Il mese di maggio è stato caratterizzato da un calendario più alleggerito delle principali riunioni delle banche centrali, ma l'orientamento aggressivo della politica monetaria globale ha sostanzialmente tenuto. Negli Stati Uniti, Kevin Warsh ha prestato giuramento come presidente della Federal Reserve, mentre le conclusioni aggressive del verbale del FOMC di aprile hanno sostenuto uno spostamento delle aspettative del mercato verso un possibile rialzo entro la fine dell'anno. La riunione di giugno della Banca centrale europea (BCE) si prefigura come un rialzo quasi certo, mentre la Banca del Giappone dovrebbe aumentare i tassi a giugno o luglio. Al contrario, i mercati hanno modestamente ridimensionato le aspettative di inasprimento a breve termine per la Banca d'Inghilterra, poiché i dati più deboli del Regno Unito hanno ridotto l'urgenza di rialzi dei tassi.

  • Reserve Bank of Australia(5 maggio): la RBA ha aumentato il cash rate di 25 pb al 4,35%, per il terzo aumento consecutivo. Il verbale pubblicato il 19 maggio mostra che il consiglio di amministrazione ha osservato che la mossa gli darà "spazio per monitorare" la reazione delle famiglie e delle aziende allo shock energetico del Medio Oriente, mentre il governatore Bullock ha segnalato che la banca centrale è ora in un atteggiamento più attendista .
  • People's Bank of China (20 maggio): la PBOC ha lasciato invariati i tassi di riferimento sui prestiti a un anno e a cinque anni per il dodicesimo mese consecutivo, rispettivamente al 3,0% e al 3,5%, in linea con le aspettative.
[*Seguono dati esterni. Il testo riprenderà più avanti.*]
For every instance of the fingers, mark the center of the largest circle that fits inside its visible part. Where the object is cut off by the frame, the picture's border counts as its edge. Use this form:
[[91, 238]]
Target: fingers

Separatamente, la banca centrale ha permesso al tasso del suo strumento di prestito a medio termine a un anno di scendere dall'1,5% al minimo storico dell'1,45%, segnalando una continua propensione all'allentamento mentre Pechino intensifica gli sforzi per sostenere un'economia fiacca.
  • Bank of Korea (28 maggio): la BOK ha mantenuto il tasso di riacquisto a 7 giorni al 2,5% per l'ottava riunione consecutiva, ma con un voto più diviso 5-2. I due membri dissenzienti hanno chiesto un aumento immediato di 25 pb al 2,75%. Il nuovo governatore Shin Hyun Song ha adottato un tono aggressivo, citando l'intensificazione delle pressioni inflazionistiche derivanti dal conflitto in Medio Oriente e il boom del settore dei semiconduttori.
  • Reserve Bank of New Zealand (27 maggio): la RBNZ ha mantenuto il suo tasso di liquidità ufficiale al 2,25% per la terza riunione consecutiva, ma solo dopo che una netta spaccatura per 3 a 3 del Comitato di politica monetaria è stata risolta dal voto decisivo del governatore Anna Breman. Tre membri hanno preferito un aumento immediato di 25 pb e le previsioni aggiornate della RBNZ segnalano almeno due rialzi di 25 pb prima della fine dell'anno. A seguito della decisione, il dollaro neozelandese ha registrato un rialzo superiore all'1% rispetto al dollaro statunitense.
  • Altre banche centrali: le decisioni sui tassi adottate altrove riflettono le divergenze tra i percorsi delle politiche nei mercati in via di sviluppo. La Polonia (6 maggio) ha mantenuto il tasso di riferimento al 3,75%, ma il governatore Glapinski ha assunto un tono aggressivo affermando che i rialzi dei tassi sono ora "più probabili" dei tagli. Il 7 maggio il Messico ha tagliato il tasso di riferimento di 25 punti base, portandolo al 6,50%, con un voto diviso 3-2, dichiarando concluso il suo ciclo di allentamento biennale. L'Indonesia (20 maggio) ha registrato un aumento a sorpresa di 50 pb al 5,25%, superando i 25 pb di consenso, con una mossa difensiva per arginare il deprezzamento della valuta e i deflussi di capitali. L'Ungheria (26 maggio) ha mantenuto il tasso di base al 6,25% con una decisione divisa, segnalando un possibile taglio già a giugno, poiché l'apprezzamento della valuta ha contribuito a moderare le prospettive di inflazione. Il Sudafrica (28 maggio) ha innalzato il tasso pronti contro termine di 25 pb, portandolo al 7% con un voto favorevole di 4-2, segnando il primo rialzo dal 2023, rivedendo al contempo bruscamente la sua previsione IPC per il 2026 al 4,4% dal 3,7% e suggerendo che potrebbe seguire un ulteriore inasprimento se il conflitto in Iran persiste.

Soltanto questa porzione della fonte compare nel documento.